There is a reason why kicker Blair Walsh has gotten so many chances to get his groove back. The Vikings have one of the NFL’s least productive offenses when it comes to scoring touchdowns inside the red zone.
They have scored touchdowns on only 38.1 percent of their trips inside the 20-yard line this season, which ranks 30th in the league.
Offensive coordinator Norv Turner said the biggest issue has been running the ball ineffectively, especially when the Vikings approach the goal line.
“We’ve tried to run the ball in there, and through a stretch of four or five possessions in there, we had situations that kept us from running the ball, whether it was someone getting beat, it was a mental error, whether it was a miscommunication,” he said. “We need to run the ball better.”
Despite their problems with red-zone running, the Vikings continue to give the ball to Adrian Peterson, especially on first down. They have had a first-down play in the red zone 25 times. They have run the ball on 22 of them. Nine of those runs went for a loss or no gain.
“Execution is way, way heavier in my thinking than tendencies,” Turner said.
Keep it moving, buddy
Instead of pointing fingers after getting taken down in the backfield far too often against Kansas City and Detroit, Peterson decided to take a closer look at himself. He realized on several carries he stopped his feet in the backfield as he tried to shimmy, shake and make defenders miss.
So at Chicago on Sunday, Peterson made a conscious effort to keep moving downhill. He believes that was a big factor in his productive day, though a pretty strong effort from the offensive line helped, too.
“Coming back and watching the [Bears] game, it was like, ‘Wow, that’s how you used to run the ball,’ ” he said. “You take away your power by stopping your feet and trying to do too many moves.”
Sunday, only four of his 20 carries went for 2 yards or fewer. He ran for 103 yards, his first 100-yard outing since Week 3.
Diggs back at practice
Wide receiver Stefon Diggs, who missed Wednesday’s practice because of a hamstring injury, returned to practice Thursday as a limited participant.

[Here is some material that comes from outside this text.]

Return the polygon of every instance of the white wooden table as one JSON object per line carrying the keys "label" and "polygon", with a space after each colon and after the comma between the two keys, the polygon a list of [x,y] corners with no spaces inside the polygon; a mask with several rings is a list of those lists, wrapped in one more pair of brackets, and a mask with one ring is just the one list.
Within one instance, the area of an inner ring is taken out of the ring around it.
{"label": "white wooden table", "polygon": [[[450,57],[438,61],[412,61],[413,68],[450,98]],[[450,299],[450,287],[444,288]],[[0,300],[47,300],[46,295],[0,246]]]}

Center Joe Berger (chest) was also back at practice on a limited basis.
Safety Harrison Smith was added to the injury report. He has a neck injury and was listed as a limited participant.
A trio of other defensive starters remained sidelined: linebackers Anthony Barr (lower back) and Eric Kendricks (ribs) and defensive tackle Sharrif Floyd (knee).
Fusco is ‘up and down’
Brandon Fusco so far has struggled with the transition from right guard to left guard. No Vikings offensive lineman has allowed more pressure on the quarterback than Fusco, according to Pro Football Focus. And Fusco has been a negative player in the running game as well.
“It’s a little bit of knocking the rust off and a little bit of playing a different position,” offensive line coach Jeff Davidson said. “But a lot of it is just making sure he gets it through in his head to understand the role he is trying to play on our team and finding a way to shine in that role.”
Fusco acknowledges that his play has been “up and down” this season.
“I’ve struggled a little bit. I know I haven’t played my best,” the veteran said. “So for me, it’s just coming into work and improving every day.”
Special teams trickery
Not only do the Rams have one of the NFL’s most feared punt returners in Tavon Austin, they also mix in a variety of fake and trick plays under special teams coordinator John Fassel, the son of former Giants coach Jim Fassel.
“Going to be a lot of sleepless nights this week,” said special teams coordinator Mike Priefer, as he prepares for St. Louis on Sunday. “[On punts], they’ve got different formations, they run fakes, their punter can throw the ball. … They’ll run a surprise onside kick. [On] kickoff return, they’ve run reverses. So we have our work cut out for us.”